JENIS JENIS PENCERMINAN
Komunikasi ostensive didasari pada banyaknya asumpsi. Seperti yang
dijelaskan sebelumnya, dikarenakan skema motorik primer merupakan manifestasi
eksternal dari bagaimana mekanisme sistem limbik berekasi, hal tersebut dianggap
mampu mewakili sebuah keadaan emosional dari bayi terhadap pengasuhnya.
Pengasuh berinvestasi dengan tetap melacak komunikasi motorik pada bayi,
mencatat kapan hal tersebut terjadi dan menyimpulkan keadaan subjektif
berdasarkan pengawasan yang mereka lakukan. Keputusan ini kemudian
diberikan kembali ke pada bayi, melalui pencerminan ekspresi wajah dan
nada bicara, sesuai dengan informasi epistemik. Secara bersamaan, bayi
memiliki prefensi bawaan untuk mengikuti stimulus eksternal tersebut,
khususnya melalui kontak mata dengan pengasuh nya yang menawarkan
pencerminan/mirroring. Pencerminan dimediasi melalui gestur eksternal,
yang memfasilitasi adanya intersubjektifitas. Sebagaimana yang tampak pada
tabel 1, pengasuh menawarkan dua jenis pencerminan : contingent dan
responding, yang merujuk pada ketepatan dalam meniru gestur tubuh,
ditandai dengan mekanisme deteksi dimana bayi menunjukkan preferensinya
terhadap fenomena yang mereka lakukan. Sebagai contoh, penelitian oleh watson
(1994), ketika bayi dipaparkan video langsung/live yang berisi diri mereka
sedang menendang nendang kaki, mereka tampak tertarik, namun ketika
ditambahkan waktu tambahan/time delay, bayi tersebut tampak kehilangan
minat. Deteksi contingent juga mengeluarkan oksitosin, menandakan
terjadinya penurunan respon untuk berhati hati/bersikap waspada dan
mendesak untuk bersikap lebih toleran dimana sikap ini diperlukan untuk
suatu interaksi.
Marked mirroring (pencerminan yang jelas) merupakan elaborasi dari respon
contingent awal yang ditandai dengan beberapa perilaku pengasuh seperti
menaikkan alis mata, menyempitkan atau meluaskan mata, dan intonasi yang
diarahkan pada bayi (“baby talk”/motherese”). Hal yang dipengaruhi ini “tidak
secara nyata untuk pengasuh” namun sebagai respon terhadap gestur bayi. Mereka
ditawarkan sebagai sebuah versi “penerima-yang telah sesuai” dari manifestasi
motorik bayi, menciptakan kesempatan untuk belajar meniru. Marking
mengirimkan representasi urutan ke dua sebagai versi elaborasi dari realitas dan
merupakan pembagian dari informasi kontemplatif melalui perhatian bersama.

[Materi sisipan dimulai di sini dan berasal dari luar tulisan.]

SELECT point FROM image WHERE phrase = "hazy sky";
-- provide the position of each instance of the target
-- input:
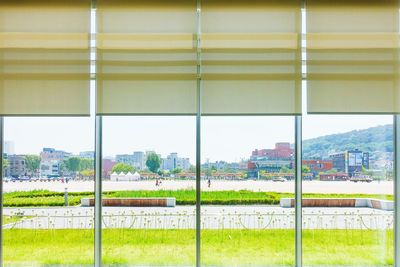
(223, 138)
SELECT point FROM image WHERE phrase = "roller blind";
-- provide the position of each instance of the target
(146, 57)
(44, 55)
(352, 56)
(251, 57)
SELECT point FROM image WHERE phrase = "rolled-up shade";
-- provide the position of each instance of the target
(44, 55)
(352, 56)
(146, 57)
(251, 62)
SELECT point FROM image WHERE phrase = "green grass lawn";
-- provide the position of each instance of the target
(122, 247)
(183, 197)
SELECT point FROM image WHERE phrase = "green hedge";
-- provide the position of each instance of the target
(40, 198)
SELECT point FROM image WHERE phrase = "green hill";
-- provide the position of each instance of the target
(379, 138)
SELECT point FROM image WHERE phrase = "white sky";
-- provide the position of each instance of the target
(223, 138)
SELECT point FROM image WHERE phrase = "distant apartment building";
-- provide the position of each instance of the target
(139, 160)
(281, 151)
(125, 158)
(9, 147)
(173, 161)
(50, 168)
(223, 165)
(350, 161)
(49, 154)
(317, 166)
(107, 167)
(17, 165)
(87, 154)
(270, 160)
(341, 176)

Pentingnya mirroring sebagai komunikasi ostensif memiliki makna yang kuat
pada eksperimen. Penelitian klasik ini menunjukkan bahwa bayi merespon
contingent mirroring (pencerminan contingen) secara visual ketika hal tersebut
memiliki akurasi yang tinggi. Sikap reseptif yang dibuat memungkinkan
dilakukannya proses pengambilan dan penandaan/marking yang menyenangkan.
Ketika ibu mencoba menghentikan komunikasi ostensive dengan membuat
wajah yang tidak ada ekspresi, ternyata hal tersebut dapat menyebabkan
distress yang besar dan kekacauan pada bayinya. Ketika ibu mulai mencoba
contingent mirroring lagi, distress serta ketidakteraturannya pun menghilang.

KOMUNIKASI OSTENSIVE PADA TERAPI SENI


Proses mendasar yang telah dijelaskan sebelumnya telah dijalankan untuk
psikoterapi. Bateman dan fonagy (2006) merujuk pada respon contingen, dimana
mereka menulis :
“Pasien harus mencari diri mereka sendiri didalam pikiran terapis, dan, sama
halnya dengan terapis yang harus mengerti dirinya sendiri didalam pikiran
pasien. Jika keduanya bersama sama mengembangkan proses mentalisasi.
Keduanya juga harus mengalami perubahan pikiran,”
Penulis juga mengindentifikasikan tujuan pengobatan pada dasarnya adalah salah
satu bentuk marked responding, dituliskan bahwa terapis harus “terus memberikan
pandangan dunia internal yang stabil dan jelas (masuk akal) agar tujuan ini dapat
diambil oleh klien” (Bateman & Fonagy, 2004, p.26).
Komunikasi ostensif menyimpan elemen-elemen untuk membangun teori-
keterikatan dari seni yang jelas/koheren dalam terapi seni. Seni dapat
diposisikan secara relasional sebagai bagian dari tahap pertemuan. Argumen
ini sesuai dengan penolakan pada lapangan dari kaum elit dan definisi problematik
mengenai seni berdasarkan standar komersial, opini para ahli, dan norma galeri
abad 20-an, yang memisahkan antara seniman dan penikmat seni. Perlu
diperhatikan bahwa seni kontemporer juga tidak lagi berpegang pada asumsi ini,
Bourriaud (2002) menegaskan bahwa seni dapat bersifat relasional,
menganggapnya sebagai “cakrawala teoritis-nya dunia interaksi manusia dan
konteks sosialnya” dibanding sebagai tempat symbol independen atau pribadi (p.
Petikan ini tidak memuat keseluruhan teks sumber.